On the gluon shadowing effect in light and heavy nuclei at small $x$

TL;DR

This paper develops new TMD gluon densities for nuclei using a color dipole formalism and geometrical scaling, fitting experimental data to predict gluon shadowing effects at small x across different nuclei.

Contribution

It introduces a novel method combining the color dipole approach with geometrical scaling to derive nuclear gluon distributions from proton TMD gluon densities.

Findings

Derived nuclear gluon distributions consistent with experimental data.

Predicted gluon shadowing effects at small x for various nuclei.

Compared results with existing models and approaches.

Abstract

We propose new Transverse Momentum Dependent (TMD) gluon densities in nuclei. Our method is based on a combination of the color dipole scattering formalism, within which we interpret the nuclear deep inelastic structure functions $F_2^{A}(x, Q^2)$ and well established property of geometrical scaling from nucleons to nuclei.

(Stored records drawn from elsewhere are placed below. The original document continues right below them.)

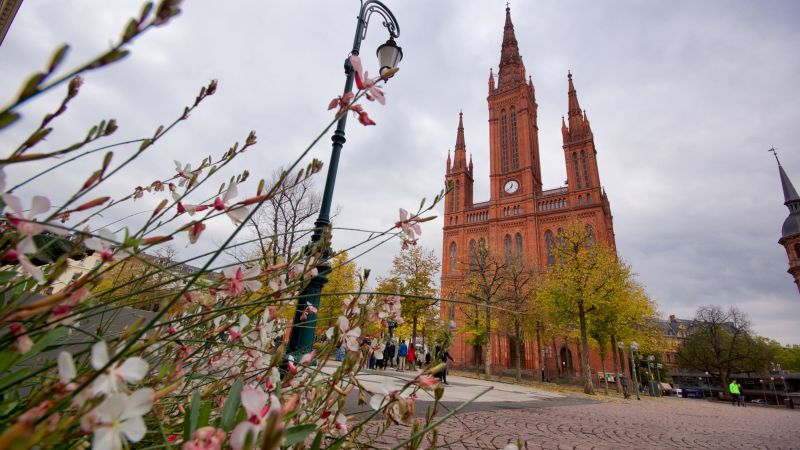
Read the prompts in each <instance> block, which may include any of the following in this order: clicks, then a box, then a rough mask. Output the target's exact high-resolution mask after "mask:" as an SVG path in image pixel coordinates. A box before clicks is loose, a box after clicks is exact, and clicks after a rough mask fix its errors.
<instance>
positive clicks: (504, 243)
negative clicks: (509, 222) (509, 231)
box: [503, 234, 511, 264]
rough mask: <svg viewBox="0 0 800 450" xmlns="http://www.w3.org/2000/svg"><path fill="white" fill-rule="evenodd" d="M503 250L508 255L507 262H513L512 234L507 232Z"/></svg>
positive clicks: (505, 237)
mask: <svg viewBox="0 0 800 450" xmlns="http://www.w3.org/2000/svg"><path fill="white" fill-rule="evenodd" d="M503 250H504V251H505V255H506V264H511V235H510V234H507V235H506V237H505V238H504V239H503Z"/></svg>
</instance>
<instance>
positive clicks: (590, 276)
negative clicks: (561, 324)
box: [542, 222, 629, 394]
mask: <svg viewBox="0 0 800 450" xmlns="http://www.w3.org/2000/svg"><path fill="white" fill-rule="evenodd" d="M556 256H557V262H556V264H555V265H554V266H553V267H551V268H550V270H549V271H548V272H547V273H546V275H545V279H544V282H543V289H542V292H543V295H544V296H545V298H546V299H547V302H548V304H549V310H550V311H551V313H552V314H553V317H554V319H555V321H556V323H560V324H563V325H567V324H575V323H577V324H578V328H579V331H580V344H581V345H580V349H581V350H582V351H581V361H582V372H583V377H584V392H586V393H587V394H592V393H594V387H593V385H592V375H591V368H590V366H589V340H588V333H587V331H588V321H589V319H588V317H587V314H589V313H591V312H593V311H594V310H595V309H597V308H598V307H599V306H600V305H601V303H602V302H603V301H605V300H607V299H608V298H609V297H610V296H611V295H613V294H614V293H615V292H617V291H618V290H619V289H620V288H621V285H622V283H623V280H624V279H625V276H626V270H625V267H624V266H623V264H621V263H620V261H619V260H618V259H617V256H616V254H615V253H614V251H613V250H612V249H610V248H608V247H606V246H605V245H603V244H601V243H599V242H595V240H594V237H593V235H592V233H591V232H590V231H589V230H588V229H587V228H586V227H585V226H584V225H583V224H581V223H579V222H573V223H572V224H570V225H569V226H567V227H566V229H565V230H564V231H562V232H560V233H559V236H558V245H557V246H556ZM627 273H628V274H629V272H627Z"/></svg>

As an input, we employ the TMD gluon density in a proton which provides a self-consistent simultaneous description of the numerous HERA and LHC data on $pp$, $ep$ and $\gamma p$ processes. After fitting the relevant phenomenological parameters to the experimental data on the ratios $F_2^{A}(x, Q^2)/F_2^{A^\prime}(x, Q^2)$ for several nuclear targets $A$ and $A^\prime$, we derive the corresponding nuclear gluon distributions. Then, we make predictions for gluon shadowing effects at small Bjorken $x$ in their dependence of the mass number $A$. A comparison with other approaches is given.